The fund will finance activities at government level, charities and non-government organisations. Wildlife trafficking is estimated to be worth at least £12b (sh48 trillion) annually and is a constant threat to the tourism sector as it depletes wildlife in game parks.
Recently, the Uganda Revenue Authority (URA) joined a multinational move to stamp out of trafficking of elephant ivory, rhino horns, big cats, great apes and reptiles.
Funding from the DFID programme will bolster on-going efforts to protect Uganda’s wildlife by providing training and specialised equipment and by raising awareness of the impacts and economic losses caused by wildlife crime to curb illegal wildlife demand.
“Poaching devastates livelihoods and sustainable communities as well as endangering the existence of these wonderful animals,” Owen Paterson, the UK government Environment Secretary said in a statement.
“We must work together with other countries to stamp it out by stopping demand, improving enforcement and by helping communities develop sustainable economic activity,
“The wildlife in areas where this is already being done becomes a valued and protected community asset so both the wildlife and the community benefit,” he added.

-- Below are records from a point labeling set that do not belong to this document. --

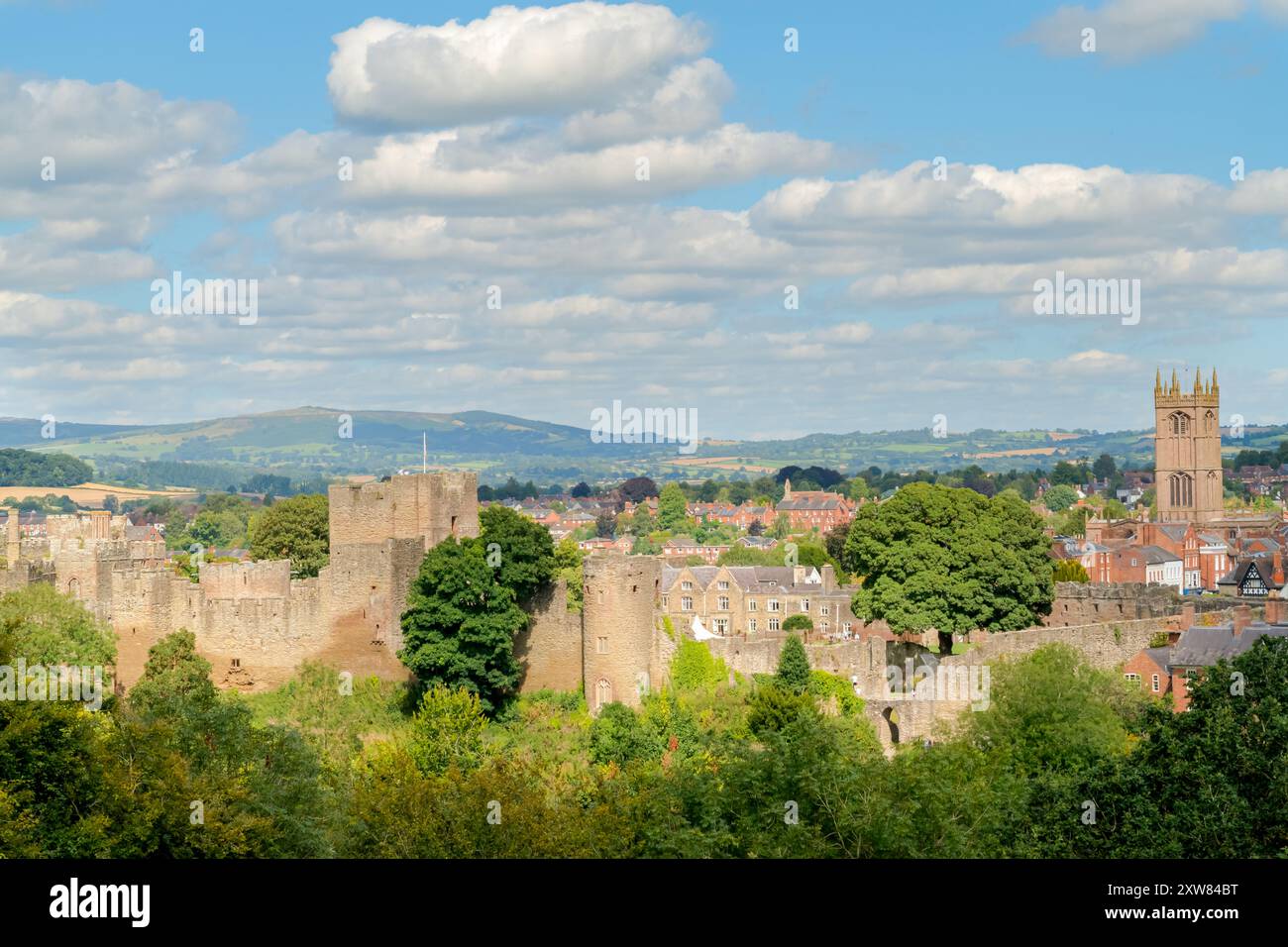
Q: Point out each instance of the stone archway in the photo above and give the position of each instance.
(892, 719)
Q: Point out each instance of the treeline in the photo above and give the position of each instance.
(1270, 458)
(20, 468)
(1064, 762)
(159, 474)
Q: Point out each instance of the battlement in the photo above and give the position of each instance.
(246, 579)
(426, 506)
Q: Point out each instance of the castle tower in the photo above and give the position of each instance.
(14, 540)
(618, 611)
(1188, 450)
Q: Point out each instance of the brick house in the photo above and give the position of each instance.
(814, 508)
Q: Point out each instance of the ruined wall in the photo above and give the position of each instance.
(1085, 603)
(550, 648)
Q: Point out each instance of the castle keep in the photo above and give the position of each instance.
(252, 620)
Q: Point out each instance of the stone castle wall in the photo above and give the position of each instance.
(550, 648)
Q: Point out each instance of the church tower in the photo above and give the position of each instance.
(1188, 450)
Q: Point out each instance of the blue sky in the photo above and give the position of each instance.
(771, 169)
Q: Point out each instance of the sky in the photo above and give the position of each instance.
(841, 223)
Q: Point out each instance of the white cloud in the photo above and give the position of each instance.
(513, 62)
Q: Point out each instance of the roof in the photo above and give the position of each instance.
(1157, 556)
(1263, 570)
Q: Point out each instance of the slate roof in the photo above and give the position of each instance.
(1203, 647)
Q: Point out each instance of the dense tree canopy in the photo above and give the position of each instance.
(297, 530)
(21, 468)
(952, 561)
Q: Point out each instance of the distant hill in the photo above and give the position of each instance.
(304, 444)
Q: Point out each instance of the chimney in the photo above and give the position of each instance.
(1275, 611)
(13, 547)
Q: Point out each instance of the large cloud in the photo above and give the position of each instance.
(513, 62)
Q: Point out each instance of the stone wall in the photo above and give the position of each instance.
(550, 647)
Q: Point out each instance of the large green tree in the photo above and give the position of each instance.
(952, 561)
(297, 530)
(673, 509)
(460, 624)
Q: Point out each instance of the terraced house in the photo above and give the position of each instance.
(755, 600)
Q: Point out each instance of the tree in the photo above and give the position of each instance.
(460, 624)
(447, 731)
(673, 508)
(1069, 571)
(793, 674)
(524, 548)
(782, 527)
(952, 561)
(638, 488)
(1060, 497)
(605, 523)
(51, 629)
(296, 528)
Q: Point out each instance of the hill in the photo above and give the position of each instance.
(307, 446)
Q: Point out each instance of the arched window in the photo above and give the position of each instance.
(1181, 488)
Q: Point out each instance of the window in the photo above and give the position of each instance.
(1181, 488)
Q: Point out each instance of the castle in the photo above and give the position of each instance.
(252, 620)
(1188, 451)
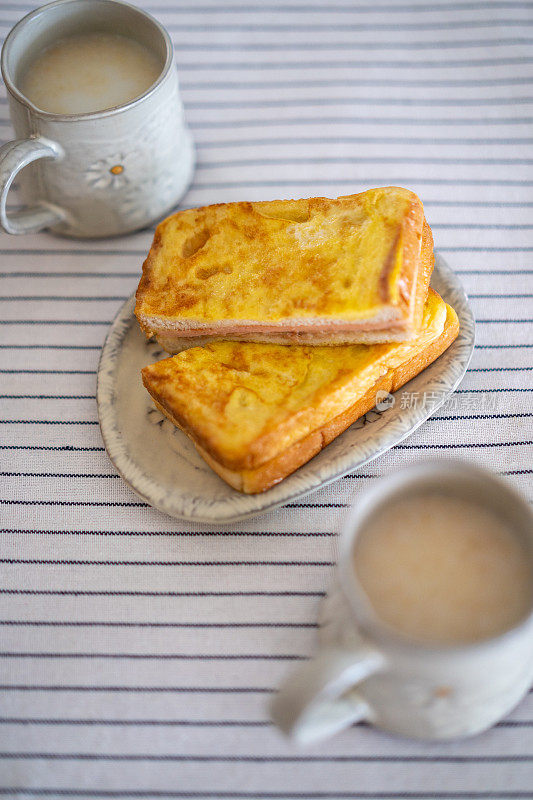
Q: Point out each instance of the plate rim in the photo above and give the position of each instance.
(105, 394)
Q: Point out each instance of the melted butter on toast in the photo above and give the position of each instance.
(244, 403)
(289, 261)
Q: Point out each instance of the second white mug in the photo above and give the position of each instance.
(367, 672)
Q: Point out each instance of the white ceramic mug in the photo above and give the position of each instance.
(101, 173)
(367, 672)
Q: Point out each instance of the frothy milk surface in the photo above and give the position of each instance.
(89, 72)
(444, 570)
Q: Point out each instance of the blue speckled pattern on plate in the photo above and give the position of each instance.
(161, 464)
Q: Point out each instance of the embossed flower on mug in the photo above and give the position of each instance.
(110, 172)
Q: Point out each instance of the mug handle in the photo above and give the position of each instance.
(313, 703)
(14, 156)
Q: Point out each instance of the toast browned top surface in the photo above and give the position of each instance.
(244, 403)
(351, 259)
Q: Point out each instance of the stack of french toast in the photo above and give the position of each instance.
(286, 319)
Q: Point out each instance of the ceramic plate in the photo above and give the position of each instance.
(161, 465)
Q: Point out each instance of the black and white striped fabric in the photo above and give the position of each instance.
(137, 653)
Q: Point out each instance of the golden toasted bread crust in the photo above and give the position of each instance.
(272, 472)
(252, 271)
(285, 444)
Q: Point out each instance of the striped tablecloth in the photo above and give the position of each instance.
(137, 653)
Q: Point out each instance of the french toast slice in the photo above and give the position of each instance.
(256, 412)
(316, 271)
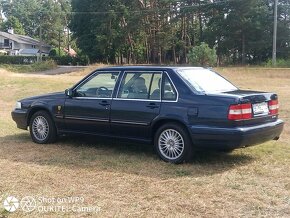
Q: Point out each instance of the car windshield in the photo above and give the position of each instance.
(206, 81)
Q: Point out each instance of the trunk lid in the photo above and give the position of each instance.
(260, 105)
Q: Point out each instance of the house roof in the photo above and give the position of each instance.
(31, 51)
(22, 39)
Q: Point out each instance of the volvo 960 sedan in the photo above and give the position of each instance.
(178, 109)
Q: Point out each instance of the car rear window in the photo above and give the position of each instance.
(206, 81)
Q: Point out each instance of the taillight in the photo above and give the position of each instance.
(273, 107)
(240, 112)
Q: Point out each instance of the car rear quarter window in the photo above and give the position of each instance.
(140, 85)
(100, 85)
(169, 92)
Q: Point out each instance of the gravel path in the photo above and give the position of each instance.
(61, 70)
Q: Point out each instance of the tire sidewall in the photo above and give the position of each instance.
(187, 151)
(51, 132)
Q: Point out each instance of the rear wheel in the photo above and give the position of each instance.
(42, 128)
(173, 144)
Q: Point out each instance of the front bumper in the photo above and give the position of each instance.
(20, 117)
(235, 137)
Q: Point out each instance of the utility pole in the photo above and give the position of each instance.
(275, 34)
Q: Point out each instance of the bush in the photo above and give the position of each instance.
(279, 63)
(44, 65)
(202, 55)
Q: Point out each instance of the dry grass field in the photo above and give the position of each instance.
(128, 180)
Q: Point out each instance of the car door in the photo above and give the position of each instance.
(88, 110)
(137, 103)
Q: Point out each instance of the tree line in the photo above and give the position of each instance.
(156, 31)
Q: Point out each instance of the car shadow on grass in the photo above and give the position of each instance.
(118, 156)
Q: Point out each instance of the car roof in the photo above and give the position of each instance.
(146, 67)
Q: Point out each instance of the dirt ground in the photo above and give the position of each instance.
(120, 179)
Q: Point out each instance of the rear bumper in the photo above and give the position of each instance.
(235, 137)
(20, 117)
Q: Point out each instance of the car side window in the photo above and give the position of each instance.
(140, 85)
(100, 85)
(168, 91)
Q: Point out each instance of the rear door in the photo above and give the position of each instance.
(89, 108)
(137, 103)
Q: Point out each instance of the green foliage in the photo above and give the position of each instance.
(202, 55)
(279, 63)
(55, 52)
(13, 22)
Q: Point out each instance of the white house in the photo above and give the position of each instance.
(16, 44)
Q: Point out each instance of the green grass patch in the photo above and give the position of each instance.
(35, 67)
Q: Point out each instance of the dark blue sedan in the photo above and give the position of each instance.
(178, 109)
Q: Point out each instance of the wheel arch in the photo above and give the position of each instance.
(35, 109)
(161, 122)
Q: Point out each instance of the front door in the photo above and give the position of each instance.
(137, 103)
(89, 108)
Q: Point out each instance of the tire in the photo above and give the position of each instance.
(173, 144)
(42, 128)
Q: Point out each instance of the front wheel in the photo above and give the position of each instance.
(173, 144)
(42, 128)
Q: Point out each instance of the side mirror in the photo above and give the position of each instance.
(69, 93)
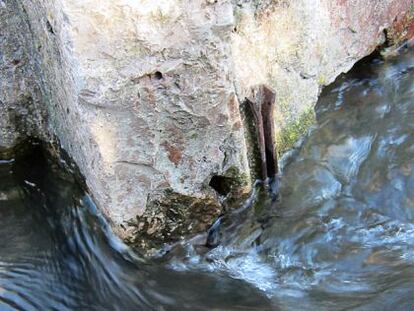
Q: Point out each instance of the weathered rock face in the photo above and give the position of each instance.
(21, 112)
(145, 94)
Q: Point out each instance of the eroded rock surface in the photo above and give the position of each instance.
(145, 95)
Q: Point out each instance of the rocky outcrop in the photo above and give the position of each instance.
(145, 95)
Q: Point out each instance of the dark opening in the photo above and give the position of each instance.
(222, 185)
(158, 75)
(49, 27)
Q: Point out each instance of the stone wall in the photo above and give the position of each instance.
(145, 94)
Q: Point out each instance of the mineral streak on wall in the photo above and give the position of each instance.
(145, 94)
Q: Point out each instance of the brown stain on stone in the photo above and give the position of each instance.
(174, 154)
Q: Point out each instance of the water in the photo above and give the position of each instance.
(340, 237)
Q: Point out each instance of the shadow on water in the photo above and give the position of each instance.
(340, 237)
(58, 253)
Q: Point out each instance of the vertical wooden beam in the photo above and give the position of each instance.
(258, 120)
(268, 97)
(262, 105)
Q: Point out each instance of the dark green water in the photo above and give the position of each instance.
(340, 237)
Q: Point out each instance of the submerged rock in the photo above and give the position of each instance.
(144, 95)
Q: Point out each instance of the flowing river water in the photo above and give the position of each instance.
(340, 236)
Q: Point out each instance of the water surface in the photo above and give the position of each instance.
(340, 237)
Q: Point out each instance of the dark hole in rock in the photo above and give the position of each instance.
(49, 27)
(221, 184)
(158, 75)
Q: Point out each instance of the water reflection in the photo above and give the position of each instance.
(340, 237)
(58, 253)
(342, 234)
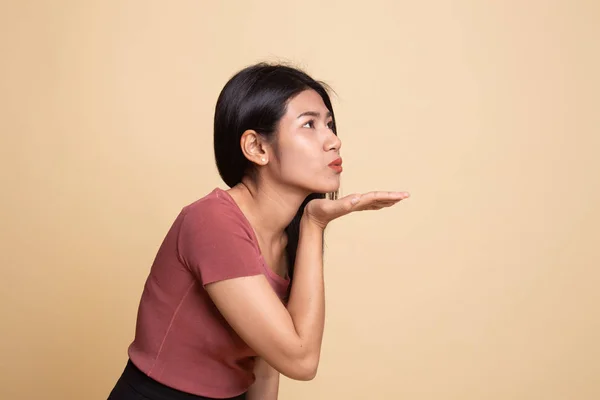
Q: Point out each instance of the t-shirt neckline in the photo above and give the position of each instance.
(271, 273)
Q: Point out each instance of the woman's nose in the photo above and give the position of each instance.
(333, 142)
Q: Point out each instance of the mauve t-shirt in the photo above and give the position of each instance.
(181, 339)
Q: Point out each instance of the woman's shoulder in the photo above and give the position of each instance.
(216, 208)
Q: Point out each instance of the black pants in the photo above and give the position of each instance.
(135, 385)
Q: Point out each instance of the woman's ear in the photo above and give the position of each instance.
(254, 147)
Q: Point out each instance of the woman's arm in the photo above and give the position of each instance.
(287, 339)
(290, 339)
(266, 385)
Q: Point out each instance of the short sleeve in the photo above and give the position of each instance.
(216, 243)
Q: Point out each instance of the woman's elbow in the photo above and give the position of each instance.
(303, 370)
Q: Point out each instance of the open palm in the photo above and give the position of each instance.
(323, 211)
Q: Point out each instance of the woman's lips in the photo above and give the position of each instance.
(336, 165)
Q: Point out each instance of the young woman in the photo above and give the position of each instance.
(235, 295)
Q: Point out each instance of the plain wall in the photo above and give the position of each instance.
(481, 286)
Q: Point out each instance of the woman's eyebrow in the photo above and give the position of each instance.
(314, 114)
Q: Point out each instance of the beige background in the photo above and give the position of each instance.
(482, 286)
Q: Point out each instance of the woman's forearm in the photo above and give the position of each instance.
(266, 384)
(306, 304)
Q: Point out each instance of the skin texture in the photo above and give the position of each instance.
(288, 339)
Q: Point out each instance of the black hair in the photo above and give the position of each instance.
(256, 98)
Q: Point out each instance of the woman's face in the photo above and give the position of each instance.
(307, 152)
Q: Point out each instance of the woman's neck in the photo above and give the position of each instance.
(269, 209)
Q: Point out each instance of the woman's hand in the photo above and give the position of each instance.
(323, 211)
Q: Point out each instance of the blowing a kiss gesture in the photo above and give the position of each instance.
(323, 211)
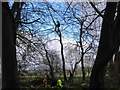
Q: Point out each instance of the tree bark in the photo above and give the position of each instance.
(9, 62)
(106, 49)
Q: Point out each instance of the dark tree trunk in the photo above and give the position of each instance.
(9, 62)
(63, 59)
(50, 66)
(107, 46)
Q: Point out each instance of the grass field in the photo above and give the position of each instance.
(28, 83)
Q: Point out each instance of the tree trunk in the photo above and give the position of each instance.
(9, 62)
(106, 48)
(50, 66)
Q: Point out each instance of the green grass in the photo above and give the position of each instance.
(26, 83)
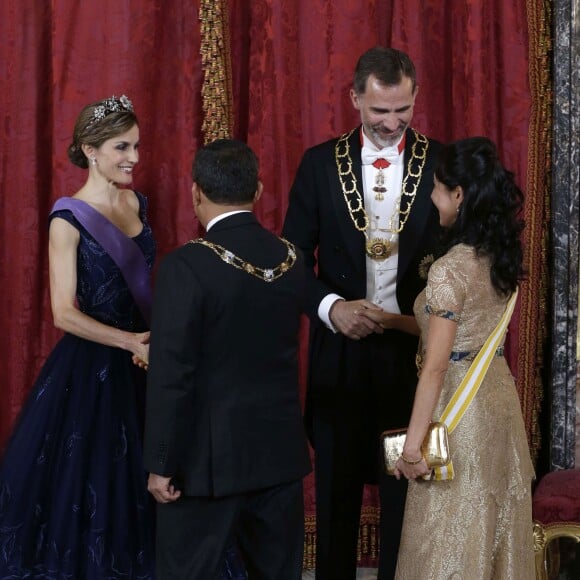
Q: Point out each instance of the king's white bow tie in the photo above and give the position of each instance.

Paterson noted that heavily armed poachers and organised criminal networks are destroying some of the world’s most iconic species and posing a threat to security in rural African communities.
Revenues from tourism hit sh2.7trillion last year. Many tourists trek to Uganda to view the unique landscapes, lakes, and unique mammals such as the mountain gorillas, monkeys, rhinos, African elephants, lions and chimpanzees.
The UK will hold an international conference in February 2014 in efforts to end illegal wildlife trade hosted by the UK Prime Minister, David Cameron.
The conference will spur global action against the growing threat by poachers to wildlife by supporting the development of sustainable livelihoods for communities affected by illegal wildlife trade and improving law enforcement.
“By working with the Department for Environment, Food and Rural Affairs (DEFRA) to tackle the illegal wildlife trade we are helping to improve the economic opportunities of the poorest people whose livelihoods depend on natural resources,” Justine Greening, the UK International Development Secretary said.
“Fund will also help stop the corruption fuelled by the illegal wildlife trade,” she added.